编辑：这与将成员更改为指针的结果不同。在这种情况下，您（通常）需要两个单独的分配，一个用于结构本身，另一个用于指针指向的“额外”数据。使用灵活的数组成员，您可以在单个块中分配所有数据。

You need to decide what it is you are trying to do first.

您需要先决定要尝试做什么。

If you want to have a struct with a pointer to an [independent] array inside, you have to declare it as

如果你想要一个结构体，里面有一个指向 [independent] 数组的指针，你必须将它声明为

struct my_struct { 
  int n; 
  char *s;
}; 

In this case you can create the actual struct object in any way you please (like an automatic variable, for example)

在这种情况下，您可以按照您喜欢的任何方式创建实际的结构对象（例如自动变量）

struct my_struct ms;

and then allocate the memory for the array independently

然后独立为数组分配内存

ms.s = malloc(50 * sizeof *ms.s);  

In fact, there's no general need to allocate the array memory dynamically

实际上，一般不需要动态分配数组内存

struct my_struct ms;
char s[50];

ms.s = s;

It all depends on what kind of lifetime you need from these objects. If your struct is automatic, then in most cases the array would also be automatic. If the struct object ownsthe array memory, there's simply no point in doing otherwise. If the struct itself is dynamic, then the array should also normally be dynamic.

这完全取决于您需要从这些对象中获得什么样的生命周期。如果您的结构是自动的，那么在大多数情况下，数组也将是自动的。如果 struct 对象拥有数组内存，那么做其他事情根本没有意义。如果结构本身是动态的，那么数组通常也应该是动态的。

Note that in this case you have two independent memory blocks: the struct and the array.

请注意，在这种情况下，您有两个独立的内存块：结构和数组。

A completely different approach would be to use the "struct hack" idiom. In this case the array becomes an integral part of the struct. Both reside in a single block of memory. In C99 the struct would be declared as

一种完全不同的方法是使用“struct hack”习语。在这种情况下，数组成为结构的一个组成部分。两者都驻留在单个内存块中。在 C99 中，结构体将被声明为

struct my_struct { 
  int n; 
  char s[];
}; 

and to create an object you'd have to allocate the whole thing dynamically

并创建一个对象，你必须动态分配整个东西

struct my_struct *ms = malloc(sizeof *ms + 50 * sizeof *ms->s);

The size of memory block in this case is calculated to accommodate the struct members and the trailing array of run-time size.

在这种情况下，计算内存块的大小以容纳结构成员和运行时大小的尾随数组。

Note that in this case you have no option to create such struct objects as static or automatic objects. Structs with flexible array members at the end can only be allocated dynamically in C.

请注意，在这种情况下，您无法选择将此类结构对象创建为静态或自动对象。末尾具有灵活数组成员的结构只能在 C 中动态分配。

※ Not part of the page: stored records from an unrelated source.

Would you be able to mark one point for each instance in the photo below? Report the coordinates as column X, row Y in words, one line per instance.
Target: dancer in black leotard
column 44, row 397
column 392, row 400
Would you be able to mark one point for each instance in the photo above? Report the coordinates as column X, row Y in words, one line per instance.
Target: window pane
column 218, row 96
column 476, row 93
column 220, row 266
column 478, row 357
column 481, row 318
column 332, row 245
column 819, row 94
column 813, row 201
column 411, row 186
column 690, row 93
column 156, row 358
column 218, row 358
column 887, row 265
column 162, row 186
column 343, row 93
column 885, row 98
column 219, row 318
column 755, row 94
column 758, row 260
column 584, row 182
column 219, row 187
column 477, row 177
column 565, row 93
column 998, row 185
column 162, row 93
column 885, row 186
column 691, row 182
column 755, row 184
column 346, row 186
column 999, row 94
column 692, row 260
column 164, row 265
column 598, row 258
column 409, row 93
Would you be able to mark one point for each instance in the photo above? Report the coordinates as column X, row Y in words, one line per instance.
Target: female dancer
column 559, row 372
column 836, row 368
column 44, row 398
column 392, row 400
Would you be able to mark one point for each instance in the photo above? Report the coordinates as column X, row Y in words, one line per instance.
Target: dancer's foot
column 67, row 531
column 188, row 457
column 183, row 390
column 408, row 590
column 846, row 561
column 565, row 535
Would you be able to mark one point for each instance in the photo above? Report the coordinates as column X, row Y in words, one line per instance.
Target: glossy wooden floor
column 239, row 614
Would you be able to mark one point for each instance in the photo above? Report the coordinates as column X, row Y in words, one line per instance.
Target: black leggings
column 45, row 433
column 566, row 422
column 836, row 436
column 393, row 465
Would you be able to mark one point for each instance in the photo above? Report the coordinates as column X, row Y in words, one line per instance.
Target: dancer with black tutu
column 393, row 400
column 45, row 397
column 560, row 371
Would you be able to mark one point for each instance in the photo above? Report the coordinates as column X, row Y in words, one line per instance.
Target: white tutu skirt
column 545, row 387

Your assumption about pointer aritmetics being faster then arrays is absolutely incorrect. Arrays work through pointer arithmetics by definition, so they are basically the same. Moreover, a genuine array (not decayed to a pointer) is generally a bit faster than a pointer object. Pointer value has to be read from memory, while the array's location in memory is "known" (or "calculated") from the array object itself.

你关于指针算术比数组更快的假设是绝对不正确的。根据定义，数组通过指针算术工作，因此它们基本相同。此外，真正的数组（未衰减为指针）通常比指针对象快一点。指针值必须从内存中读取，而数组在内存中的位置是从数组对象本身“已知”（或“计算”）的。

The use of an array of unspecified size is only allowed at the end of a structure, and only works in some compilers. It is a non-standard compiler extension. (Although I think I remember C++0x will be allowing this.)

未指定大小的数组只允许在结构的末尾使用，并且仅适用于某些编译器。它是一个非标准的编译器扩展。（虽然我想我记得 C++0x 会允许这样做。）

The array will not be a separate allocation for from the structure though. So you need to allocate all of my_struct, not just the array part.

但是，数组不会从结构中单独分配。所以你需要分配所有的my_struct，而不仅仅是数组部分。

What I do is simply give the array a small but non-zero size. Usually 4 for character arrays and 2 for wchar_tarrays to preserve 32 bit alignment.

我所做的只是给数组一个小但非零的大小。通常 4 个用于字符数组，2 个用于wchar_t数组以保持 32 位对齐。

Then you can take the declared size of the array into account, when you do the allocating. I often don't on the theory that the slop is smaller than the granularity that the heap manager works in in any case.

然后，您可以在进行分配时考虑数组的声明大小。在任何情况下，我通常不认为 slop 小于堆管理器工作的粒度。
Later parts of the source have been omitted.